McRaven, who oversaw the 2011 raid that killed former al-Qaeda leader Osama bin Laden, has taken on Trump on more than one occasion, laying into the president in 2017 for calling the press the “enemy of the people.”
Then last year, after Trump revoked the security clearance former CIA Director John Brennan, a critic of the president, McRaven spoke out again, writing in a Washington Post opinion piece that he would “consider it an honor” if the president were to pull his clearance as well.
“When I find something that in my heart I just can’t live with, I’ve got to look myself in the mirror every morning and I’m going to stand up and do what I think is right and accept the criticism,” McRaven told a Reuters Newsmakers forum in New York on Wednesday.
McRaven also wrote that Trump had “embarrassed us in the eyes of our children, humiliated us on the world stage and, worst of all, divided us as a nation.”
Those harsh words drew censure from some of McRaven’s friends from his 37 years in the military who felt the retired admiral had overstepped his bounds.
“That is fair criticism.

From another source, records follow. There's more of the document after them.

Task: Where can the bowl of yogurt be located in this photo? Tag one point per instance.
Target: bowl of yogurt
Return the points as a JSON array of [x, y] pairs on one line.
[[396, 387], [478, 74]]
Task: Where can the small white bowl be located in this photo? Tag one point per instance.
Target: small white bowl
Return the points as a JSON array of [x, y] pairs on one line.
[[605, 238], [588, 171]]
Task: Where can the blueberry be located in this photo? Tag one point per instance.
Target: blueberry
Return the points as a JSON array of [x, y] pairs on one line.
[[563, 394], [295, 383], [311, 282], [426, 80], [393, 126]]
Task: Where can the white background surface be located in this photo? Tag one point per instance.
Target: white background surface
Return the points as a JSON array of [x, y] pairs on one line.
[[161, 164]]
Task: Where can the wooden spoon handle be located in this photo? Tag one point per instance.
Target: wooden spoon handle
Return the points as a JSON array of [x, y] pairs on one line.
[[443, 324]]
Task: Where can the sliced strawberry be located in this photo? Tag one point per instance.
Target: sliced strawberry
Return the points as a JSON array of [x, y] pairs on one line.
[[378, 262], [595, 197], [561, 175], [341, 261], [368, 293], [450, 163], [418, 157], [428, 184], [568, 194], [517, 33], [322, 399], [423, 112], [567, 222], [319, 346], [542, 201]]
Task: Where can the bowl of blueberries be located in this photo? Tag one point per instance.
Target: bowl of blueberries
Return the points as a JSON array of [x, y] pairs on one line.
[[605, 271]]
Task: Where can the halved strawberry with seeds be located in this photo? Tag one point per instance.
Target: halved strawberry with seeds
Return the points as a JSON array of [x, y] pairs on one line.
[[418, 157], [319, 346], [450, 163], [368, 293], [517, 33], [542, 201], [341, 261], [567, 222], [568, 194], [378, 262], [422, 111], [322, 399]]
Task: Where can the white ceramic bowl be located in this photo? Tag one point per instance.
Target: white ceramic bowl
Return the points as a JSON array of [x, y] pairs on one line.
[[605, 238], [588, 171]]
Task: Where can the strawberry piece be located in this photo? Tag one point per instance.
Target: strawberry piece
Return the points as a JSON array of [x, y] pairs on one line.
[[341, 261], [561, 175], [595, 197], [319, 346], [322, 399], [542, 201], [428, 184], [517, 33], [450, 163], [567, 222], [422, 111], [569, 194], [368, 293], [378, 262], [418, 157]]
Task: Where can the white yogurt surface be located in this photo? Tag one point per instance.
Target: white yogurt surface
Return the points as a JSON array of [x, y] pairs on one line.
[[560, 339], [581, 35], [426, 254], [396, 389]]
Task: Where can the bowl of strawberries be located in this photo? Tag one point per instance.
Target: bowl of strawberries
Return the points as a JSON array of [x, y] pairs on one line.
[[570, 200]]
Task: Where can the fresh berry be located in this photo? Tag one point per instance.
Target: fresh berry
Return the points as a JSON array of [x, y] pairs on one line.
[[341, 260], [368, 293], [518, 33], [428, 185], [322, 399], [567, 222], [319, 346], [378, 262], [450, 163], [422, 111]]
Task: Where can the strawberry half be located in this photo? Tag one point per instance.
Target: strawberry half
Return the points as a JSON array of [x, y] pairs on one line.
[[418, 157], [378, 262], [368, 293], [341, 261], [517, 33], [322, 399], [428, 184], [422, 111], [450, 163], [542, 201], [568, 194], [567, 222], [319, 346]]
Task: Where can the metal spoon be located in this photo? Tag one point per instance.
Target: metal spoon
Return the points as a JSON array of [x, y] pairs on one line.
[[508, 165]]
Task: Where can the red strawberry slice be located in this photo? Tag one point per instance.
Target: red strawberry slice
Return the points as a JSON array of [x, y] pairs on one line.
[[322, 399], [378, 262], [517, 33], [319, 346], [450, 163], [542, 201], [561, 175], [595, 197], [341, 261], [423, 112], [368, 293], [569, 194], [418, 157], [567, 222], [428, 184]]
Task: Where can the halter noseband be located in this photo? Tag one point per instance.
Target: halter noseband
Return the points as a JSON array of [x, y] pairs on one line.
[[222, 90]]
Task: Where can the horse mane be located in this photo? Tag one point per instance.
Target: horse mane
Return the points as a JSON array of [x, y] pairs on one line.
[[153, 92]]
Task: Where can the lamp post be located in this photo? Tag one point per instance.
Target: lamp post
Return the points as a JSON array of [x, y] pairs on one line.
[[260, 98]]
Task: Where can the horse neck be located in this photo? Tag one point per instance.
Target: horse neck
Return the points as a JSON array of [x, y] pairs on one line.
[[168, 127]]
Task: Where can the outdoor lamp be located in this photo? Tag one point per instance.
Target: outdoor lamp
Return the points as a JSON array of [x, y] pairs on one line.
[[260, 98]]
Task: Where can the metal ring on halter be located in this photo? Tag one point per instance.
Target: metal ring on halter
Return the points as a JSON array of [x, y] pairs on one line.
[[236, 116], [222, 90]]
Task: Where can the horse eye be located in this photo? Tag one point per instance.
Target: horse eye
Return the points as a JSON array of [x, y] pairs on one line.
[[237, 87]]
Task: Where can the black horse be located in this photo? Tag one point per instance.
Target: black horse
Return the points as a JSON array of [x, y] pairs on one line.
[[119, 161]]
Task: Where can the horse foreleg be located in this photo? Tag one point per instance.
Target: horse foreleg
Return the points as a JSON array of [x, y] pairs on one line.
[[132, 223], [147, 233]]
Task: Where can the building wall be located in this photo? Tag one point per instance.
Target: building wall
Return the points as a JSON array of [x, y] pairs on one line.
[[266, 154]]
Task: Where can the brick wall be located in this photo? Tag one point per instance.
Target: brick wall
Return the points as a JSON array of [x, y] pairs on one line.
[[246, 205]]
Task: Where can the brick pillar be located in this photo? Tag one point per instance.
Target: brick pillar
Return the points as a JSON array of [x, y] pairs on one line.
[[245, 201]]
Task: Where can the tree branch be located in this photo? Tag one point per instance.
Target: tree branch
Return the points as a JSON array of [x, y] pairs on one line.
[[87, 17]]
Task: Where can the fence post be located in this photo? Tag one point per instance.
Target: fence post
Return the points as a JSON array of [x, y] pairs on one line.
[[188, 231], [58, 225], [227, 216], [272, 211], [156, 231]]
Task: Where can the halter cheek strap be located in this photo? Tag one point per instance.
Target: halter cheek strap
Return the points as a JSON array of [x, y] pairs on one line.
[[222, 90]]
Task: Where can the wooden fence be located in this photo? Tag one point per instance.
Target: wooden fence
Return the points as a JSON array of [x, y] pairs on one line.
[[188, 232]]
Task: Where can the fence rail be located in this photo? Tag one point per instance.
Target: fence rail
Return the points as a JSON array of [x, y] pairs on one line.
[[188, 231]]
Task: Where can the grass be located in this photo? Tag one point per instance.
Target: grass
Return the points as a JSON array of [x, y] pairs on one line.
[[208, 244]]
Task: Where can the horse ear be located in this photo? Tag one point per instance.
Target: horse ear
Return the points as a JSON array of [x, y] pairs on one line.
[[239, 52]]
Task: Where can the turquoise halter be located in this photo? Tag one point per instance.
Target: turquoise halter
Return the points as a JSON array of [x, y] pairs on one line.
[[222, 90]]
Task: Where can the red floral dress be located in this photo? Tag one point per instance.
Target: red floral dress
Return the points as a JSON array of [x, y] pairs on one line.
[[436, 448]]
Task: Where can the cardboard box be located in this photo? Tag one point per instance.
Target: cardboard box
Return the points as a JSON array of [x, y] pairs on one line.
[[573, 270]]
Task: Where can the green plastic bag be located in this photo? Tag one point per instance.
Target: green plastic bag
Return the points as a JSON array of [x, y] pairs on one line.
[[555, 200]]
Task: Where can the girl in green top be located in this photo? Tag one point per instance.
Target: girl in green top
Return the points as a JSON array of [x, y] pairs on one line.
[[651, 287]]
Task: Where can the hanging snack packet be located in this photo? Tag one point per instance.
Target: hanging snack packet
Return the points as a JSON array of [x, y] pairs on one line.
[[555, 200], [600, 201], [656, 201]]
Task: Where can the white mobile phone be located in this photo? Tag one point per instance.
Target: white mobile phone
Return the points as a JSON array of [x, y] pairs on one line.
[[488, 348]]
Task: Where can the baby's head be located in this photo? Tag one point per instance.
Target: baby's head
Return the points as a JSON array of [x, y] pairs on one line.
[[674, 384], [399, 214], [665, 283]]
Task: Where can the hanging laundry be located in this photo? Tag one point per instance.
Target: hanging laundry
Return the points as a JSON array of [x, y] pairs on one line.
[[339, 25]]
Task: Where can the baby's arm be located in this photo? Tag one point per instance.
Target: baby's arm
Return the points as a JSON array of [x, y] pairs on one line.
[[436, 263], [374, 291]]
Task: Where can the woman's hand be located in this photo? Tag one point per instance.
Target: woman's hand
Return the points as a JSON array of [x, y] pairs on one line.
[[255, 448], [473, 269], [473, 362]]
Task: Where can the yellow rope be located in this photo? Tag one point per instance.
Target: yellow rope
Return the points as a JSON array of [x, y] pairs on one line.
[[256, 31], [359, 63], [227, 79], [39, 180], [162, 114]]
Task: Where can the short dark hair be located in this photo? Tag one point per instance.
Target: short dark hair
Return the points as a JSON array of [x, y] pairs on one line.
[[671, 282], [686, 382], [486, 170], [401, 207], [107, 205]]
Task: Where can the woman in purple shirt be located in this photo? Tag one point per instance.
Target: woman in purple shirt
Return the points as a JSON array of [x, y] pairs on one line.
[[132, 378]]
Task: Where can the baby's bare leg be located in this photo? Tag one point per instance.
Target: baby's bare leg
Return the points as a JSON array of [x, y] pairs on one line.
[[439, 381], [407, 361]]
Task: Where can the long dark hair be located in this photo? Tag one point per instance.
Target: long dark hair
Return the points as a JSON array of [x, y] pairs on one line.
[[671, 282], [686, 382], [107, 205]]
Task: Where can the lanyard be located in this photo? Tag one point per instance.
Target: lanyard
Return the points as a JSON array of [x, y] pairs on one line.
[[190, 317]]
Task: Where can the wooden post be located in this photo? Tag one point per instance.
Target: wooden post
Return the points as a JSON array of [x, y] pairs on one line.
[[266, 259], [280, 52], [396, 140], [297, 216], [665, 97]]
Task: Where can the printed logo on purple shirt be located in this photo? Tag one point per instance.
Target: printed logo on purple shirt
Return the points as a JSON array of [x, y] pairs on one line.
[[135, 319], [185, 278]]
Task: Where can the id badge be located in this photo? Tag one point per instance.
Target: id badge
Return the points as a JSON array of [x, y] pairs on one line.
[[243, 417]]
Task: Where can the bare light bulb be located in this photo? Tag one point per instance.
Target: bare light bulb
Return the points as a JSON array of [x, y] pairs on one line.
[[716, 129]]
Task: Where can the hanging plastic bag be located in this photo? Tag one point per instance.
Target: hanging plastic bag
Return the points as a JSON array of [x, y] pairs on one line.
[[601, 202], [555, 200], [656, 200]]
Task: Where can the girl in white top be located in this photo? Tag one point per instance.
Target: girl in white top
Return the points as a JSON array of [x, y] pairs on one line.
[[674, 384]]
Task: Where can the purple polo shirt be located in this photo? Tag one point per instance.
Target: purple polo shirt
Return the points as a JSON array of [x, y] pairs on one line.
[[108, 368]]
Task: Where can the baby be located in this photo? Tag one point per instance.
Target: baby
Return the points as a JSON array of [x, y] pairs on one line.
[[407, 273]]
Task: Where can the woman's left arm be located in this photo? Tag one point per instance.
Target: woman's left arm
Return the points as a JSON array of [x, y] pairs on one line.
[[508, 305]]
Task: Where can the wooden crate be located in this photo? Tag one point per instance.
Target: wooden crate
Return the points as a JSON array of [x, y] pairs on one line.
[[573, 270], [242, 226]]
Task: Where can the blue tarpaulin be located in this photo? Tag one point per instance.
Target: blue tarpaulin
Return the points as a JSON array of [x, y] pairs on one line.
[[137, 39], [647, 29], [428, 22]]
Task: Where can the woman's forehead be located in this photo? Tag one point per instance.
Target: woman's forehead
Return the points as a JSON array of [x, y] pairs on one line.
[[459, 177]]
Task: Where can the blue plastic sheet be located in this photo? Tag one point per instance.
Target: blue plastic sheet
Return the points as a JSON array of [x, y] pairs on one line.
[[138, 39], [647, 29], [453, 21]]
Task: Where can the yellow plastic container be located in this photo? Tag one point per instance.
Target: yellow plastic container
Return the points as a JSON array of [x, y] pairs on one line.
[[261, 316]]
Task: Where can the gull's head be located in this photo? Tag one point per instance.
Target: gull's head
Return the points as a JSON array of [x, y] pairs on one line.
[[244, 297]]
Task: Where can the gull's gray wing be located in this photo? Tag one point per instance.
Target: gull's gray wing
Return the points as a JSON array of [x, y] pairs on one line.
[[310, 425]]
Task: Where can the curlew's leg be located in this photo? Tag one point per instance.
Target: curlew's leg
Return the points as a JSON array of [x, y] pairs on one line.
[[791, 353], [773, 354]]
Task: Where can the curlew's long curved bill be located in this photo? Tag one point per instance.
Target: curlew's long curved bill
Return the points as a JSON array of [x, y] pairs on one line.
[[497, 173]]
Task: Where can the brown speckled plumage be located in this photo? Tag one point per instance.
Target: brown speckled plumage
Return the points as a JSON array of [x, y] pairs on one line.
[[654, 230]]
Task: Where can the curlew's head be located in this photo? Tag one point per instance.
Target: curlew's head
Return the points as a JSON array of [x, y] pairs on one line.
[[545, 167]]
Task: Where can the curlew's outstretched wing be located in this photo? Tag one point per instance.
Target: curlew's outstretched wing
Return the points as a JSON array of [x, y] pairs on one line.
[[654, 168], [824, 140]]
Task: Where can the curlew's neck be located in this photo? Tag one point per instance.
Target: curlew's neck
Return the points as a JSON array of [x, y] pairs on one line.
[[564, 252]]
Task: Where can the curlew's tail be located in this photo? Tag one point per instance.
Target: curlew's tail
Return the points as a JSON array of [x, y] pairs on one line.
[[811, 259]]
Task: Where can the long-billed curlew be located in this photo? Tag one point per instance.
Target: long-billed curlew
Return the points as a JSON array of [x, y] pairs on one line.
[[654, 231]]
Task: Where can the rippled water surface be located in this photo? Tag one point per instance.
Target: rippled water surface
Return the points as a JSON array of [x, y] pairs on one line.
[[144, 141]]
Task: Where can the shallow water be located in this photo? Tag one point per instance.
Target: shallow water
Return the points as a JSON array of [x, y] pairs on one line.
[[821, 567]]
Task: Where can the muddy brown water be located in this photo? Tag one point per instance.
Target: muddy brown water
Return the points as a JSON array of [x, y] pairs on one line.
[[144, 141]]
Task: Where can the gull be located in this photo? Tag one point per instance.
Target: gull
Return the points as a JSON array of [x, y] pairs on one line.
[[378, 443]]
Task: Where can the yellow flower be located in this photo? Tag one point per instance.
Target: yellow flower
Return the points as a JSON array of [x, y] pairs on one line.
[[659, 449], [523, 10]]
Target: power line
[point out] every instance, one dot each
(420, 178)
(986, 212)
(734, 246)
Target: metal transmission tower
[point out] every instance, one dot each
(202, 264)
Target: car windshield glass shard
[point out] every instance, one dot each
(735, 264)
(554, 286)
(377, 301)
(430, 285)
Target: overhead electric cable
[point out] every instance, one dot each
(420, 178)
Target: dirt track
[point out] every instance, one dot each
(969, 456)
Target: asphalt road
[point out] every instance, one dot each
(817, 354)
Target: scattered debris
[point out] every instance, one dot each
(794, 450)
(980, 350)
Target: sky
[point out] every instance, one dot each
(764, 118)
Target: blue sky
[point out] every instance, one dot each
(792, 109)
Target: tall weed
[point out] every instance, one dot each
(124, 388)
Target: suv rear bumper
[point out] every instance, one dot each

You’ve got to be prepared to listen to your critics because historically retired military officers, particularly senior officers, don’t make a point of speaking up against the commander-in-chief,” McRaven said.
In response to the Washington Post dig, Trump dismissed McRaven in a Fox News interview as a “Hillary Clinton fan” and an “Obama backer” who should have captured bin Laden sooner.
Interviewed on stage by Reuters Editor-at-Large Sir Harold Evans, McRaven said that “in general” he agreed that officers should refrain from blasting the president, but he felt duty-bound.
A year earlier, McRaven said Trump’s hostility toward the news media “may be the greatest threat to democracy in my lifetime.” That came from a man who oversaw not just the killing of bin Laden but also the capture of former Iraqi President Saddam Hussein in 2003.
McRaven was also responsible for the 2009 rescue at sea of commercial Captain Richard Phillips, who had been taken by Somali pirates.
McRaven recounts those stories in his new book “Sea Stories: My Life in Special Operations.”